The sealant coats the inside of the tyre and seals a small puncture from within, getting the car moving again without a wheel change.

What it can and cannot fix

This is the part that matters most. A sealant kit handles:

  • Small punctures in the tread: a nail or screw hole up to a few millimetres

It cannot deal with:

  • Sidewall damage of any kind, as covered in the sidewall damage guide
  • Large holes, cuts or splits
  • A blowout or a tyre that has come off the rim

In other words, it fixes the same small tread punctures that could be properly repaired anyway, and nothing outside that.

A temporary measure

Sealant is a get-to-a-garage fix, not a permanent one.
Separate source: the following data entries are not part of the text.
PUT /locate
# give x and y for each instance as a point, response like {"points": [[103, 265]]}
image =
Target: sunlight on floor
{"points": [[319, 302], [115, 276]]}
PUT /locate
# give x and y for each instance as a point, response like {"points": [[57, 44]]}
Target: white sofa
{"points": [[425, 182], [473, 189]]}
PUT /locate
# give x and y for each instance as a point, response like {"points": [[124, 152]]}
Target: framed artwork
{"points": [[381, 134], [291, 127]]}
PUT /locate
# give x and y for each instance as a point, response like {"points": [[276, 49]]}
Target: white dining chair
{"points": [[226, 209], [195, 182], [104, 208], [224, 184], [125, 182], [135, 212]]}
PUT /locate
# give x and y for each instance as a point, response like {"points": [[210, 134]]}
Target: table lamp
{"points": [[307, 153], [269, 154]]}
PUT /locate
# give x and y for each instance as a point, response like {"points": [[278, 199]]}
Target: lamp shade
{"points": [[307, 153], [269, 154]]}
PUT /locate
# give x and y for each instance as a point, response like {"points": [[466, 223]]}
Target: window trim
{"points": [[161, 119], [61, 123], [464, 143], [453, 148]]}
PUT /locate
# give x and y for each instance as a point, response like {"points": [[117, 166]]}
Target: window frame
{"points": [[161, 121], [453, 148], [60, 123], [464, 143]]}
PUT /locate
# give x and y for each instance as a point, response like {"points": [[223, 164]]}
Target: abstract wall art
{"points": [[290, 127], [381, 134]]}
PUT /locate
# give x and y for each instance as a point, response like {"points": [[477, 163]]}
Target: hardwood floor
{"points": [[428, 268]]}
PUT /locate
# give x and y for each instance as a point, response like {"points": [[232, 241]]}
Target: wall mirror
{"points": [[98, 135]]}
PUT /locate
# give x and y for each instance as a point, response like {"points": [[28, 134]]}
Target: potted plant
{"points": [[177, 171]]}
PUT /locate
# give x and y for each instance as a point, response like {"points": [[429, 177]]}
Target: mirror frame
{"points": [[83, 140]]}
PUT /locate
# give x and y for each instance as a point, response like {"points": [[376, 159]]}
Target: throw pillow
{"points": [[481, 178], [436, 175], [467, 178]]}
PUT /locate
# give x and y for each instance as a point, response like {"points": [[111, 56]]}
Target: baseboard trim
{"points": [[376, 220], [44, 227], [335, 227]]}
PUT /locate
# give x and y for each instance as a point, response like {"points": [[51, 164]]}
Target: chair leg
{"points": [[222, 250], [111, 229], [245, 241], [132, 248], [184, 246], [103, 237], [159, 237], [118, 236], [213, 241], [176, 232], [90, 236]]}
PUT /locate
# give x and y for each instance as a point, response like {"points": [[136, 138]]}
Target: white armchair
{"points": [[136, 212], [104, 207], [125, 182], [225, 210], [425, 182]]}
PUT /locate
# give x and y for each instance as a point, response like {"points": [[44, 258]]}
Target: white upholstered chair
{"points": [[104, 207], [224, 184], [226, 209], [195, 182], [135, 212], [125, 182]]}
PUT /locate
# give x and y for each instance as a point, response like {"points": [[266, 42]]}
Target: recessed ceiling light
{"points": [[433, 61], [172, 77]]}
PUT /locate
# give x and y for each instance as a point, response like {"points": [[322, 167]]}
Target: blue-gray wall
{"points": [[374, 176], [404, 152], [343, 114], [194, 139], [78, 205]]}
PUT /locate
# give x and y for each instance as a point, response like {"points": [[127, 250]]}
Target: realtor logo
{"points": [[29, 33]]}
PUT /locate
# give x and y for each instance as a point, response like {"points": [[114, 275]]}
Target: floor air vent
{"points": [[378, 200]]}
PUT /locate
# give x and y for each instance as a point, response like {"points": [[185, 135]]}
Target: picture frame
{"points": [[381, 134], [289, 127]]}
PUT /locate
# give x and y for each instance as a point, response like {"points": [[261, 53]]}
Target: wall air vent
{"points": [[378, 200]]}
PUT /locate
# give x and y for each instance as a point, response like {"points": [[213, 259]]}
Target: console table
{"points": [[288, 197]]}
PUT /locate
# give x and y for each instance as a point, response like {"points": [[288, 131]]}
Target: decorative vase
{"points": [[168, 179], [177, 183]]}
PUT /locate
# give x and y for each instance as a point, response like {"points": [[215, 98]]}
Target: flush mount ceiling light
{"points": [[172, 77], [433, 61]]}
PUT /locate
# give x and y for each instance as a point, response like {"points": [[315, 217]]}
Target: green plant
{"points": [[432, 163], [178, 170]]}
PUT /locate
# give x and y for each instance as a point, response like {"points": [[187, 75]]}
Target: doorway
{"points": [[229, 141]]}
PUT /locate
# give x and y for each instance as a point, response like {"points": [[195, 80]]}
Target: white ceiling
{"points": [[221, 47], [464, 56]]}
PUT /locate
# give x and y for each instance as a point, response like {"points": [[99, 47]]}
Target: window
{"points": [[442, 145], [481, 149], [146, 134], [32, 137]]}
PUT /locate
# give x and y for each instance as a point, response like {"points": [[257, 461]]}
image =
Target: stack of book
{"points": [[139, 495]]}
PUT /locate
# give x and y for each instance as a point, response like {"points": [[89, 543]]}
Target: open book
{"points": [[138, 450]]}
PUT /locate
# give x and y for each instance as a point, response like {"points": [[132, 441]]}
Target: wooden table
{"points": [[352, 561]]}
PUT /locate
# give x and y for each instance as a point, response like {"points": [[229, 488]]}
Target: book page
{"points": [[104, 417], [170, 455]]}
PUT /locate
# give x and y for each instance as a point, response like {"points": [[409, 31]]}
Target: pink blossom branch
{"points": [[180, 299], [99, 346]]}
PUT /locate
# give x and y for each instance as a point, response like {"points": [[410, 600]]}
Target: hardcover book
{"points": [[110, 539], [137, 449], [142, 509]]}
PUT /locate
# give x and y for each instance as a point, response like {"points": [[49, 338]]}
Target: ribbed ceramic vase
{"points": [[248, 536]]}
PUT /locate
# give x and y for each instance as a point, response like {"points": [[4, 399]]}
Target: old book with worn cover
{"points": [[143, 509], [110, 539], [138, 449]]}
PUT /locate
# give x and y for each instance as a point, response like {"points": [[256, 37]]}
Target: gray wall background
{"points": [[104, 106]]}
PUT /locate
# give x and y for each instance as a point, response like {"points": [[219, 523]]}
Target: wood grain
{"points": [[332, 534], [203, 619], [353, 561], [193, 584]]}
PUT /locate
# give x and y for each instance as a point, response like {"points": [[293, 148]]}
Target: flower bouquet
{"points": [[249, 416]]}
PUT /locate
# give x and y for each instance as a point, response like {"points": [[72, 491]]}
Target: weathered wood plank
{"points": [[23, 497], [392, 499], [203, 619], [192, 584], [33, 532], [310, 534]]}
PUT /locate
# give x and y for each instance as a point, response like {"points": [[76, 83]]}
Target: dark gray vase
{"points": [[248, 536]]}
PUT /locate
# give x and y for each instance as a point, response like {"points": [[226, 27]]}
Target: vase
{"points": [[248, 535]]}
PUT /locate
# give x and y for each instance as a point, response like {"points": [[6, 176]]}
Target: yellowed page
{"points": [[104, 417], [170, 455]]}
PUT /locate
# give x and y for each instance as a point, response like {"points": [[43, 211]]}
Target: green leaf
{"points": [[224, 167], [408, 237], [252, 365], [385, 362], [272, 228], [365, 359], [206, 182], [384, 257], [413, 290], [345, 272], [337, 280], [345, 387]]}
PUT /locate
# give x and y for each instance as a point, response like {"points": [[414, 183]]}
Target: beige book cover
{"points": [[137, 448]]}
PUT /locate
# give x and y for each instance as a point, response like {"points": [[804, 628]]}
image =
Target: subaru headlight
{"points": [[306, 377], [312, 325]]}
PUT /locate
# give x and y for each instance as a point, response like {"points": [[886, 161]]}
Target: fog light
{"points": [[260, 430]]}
After using it:

  • Keep to the kit's speed limit, usually around 50 mph
  • Drive only as far as needed to reach help
  • Have the tyre inspected and properly repaired or replaced soon after

Tell the fitter

One practical point: always tell the fitter that sealant has been used. It coats the inside of the tyre and can make a proper repair messier, and some types complicate it. A fitter who knows can clean it out and assess the tyre properly. It is also worth knowing that sealant bottles have an expiry date, the chemicals degrade, so the kit is worth checking occasionally so it actually works when the day comes.

From the workshop: the goo gets a bad name, but for a nail in the tread on a dark wet night, it's brilliant, beats kneeling in a puddle with a jack. Just remember it's temporary, keep it slow, and warn whoever fixes the tyre that you've used it. They'll thank you for the heads-up.

Sources and accuracy. The description and limits here reflect common manufacturer practice at the time of writing and vary by kit; the instructions with the car are definitive. If anything here looks wrong, get in touch and we will check it and put it right.

Common questions

How does tyre sealant work?+

The kit injects liquid sealant through the tyre valve and then inflates the tyre with a small compressor. Driving a short distance spreads the sealant inside, where it plugs a small puncture from within. It is a temporary get-you-going fix, not a permanent repair.

What punctures can a sealant kit fix?+

Only small punctures in the tread, a nail or screw hole up to a few millimetres. It cannot fix sidewall damage, large holes, cuts, or a tyre that has come off the rim or blown out. For those, the tyre needs replacing.

How far can you drive after using tyre sealant?+

Only far enough to reach a garage, and at reduced speed, typically around 50 mph. The sealant is a temporary measure, so the tyre should be inspected and properly repaired or replaced as soon as possible afterwards.

Does tyre sealant ruin the tyre?+

Not necessarily, but it can make a later proper repair messier, and some types complicate it. Always tell the fitter that sealant has been used so they can clean it out and assess the tyre properly rather than being caught out by it.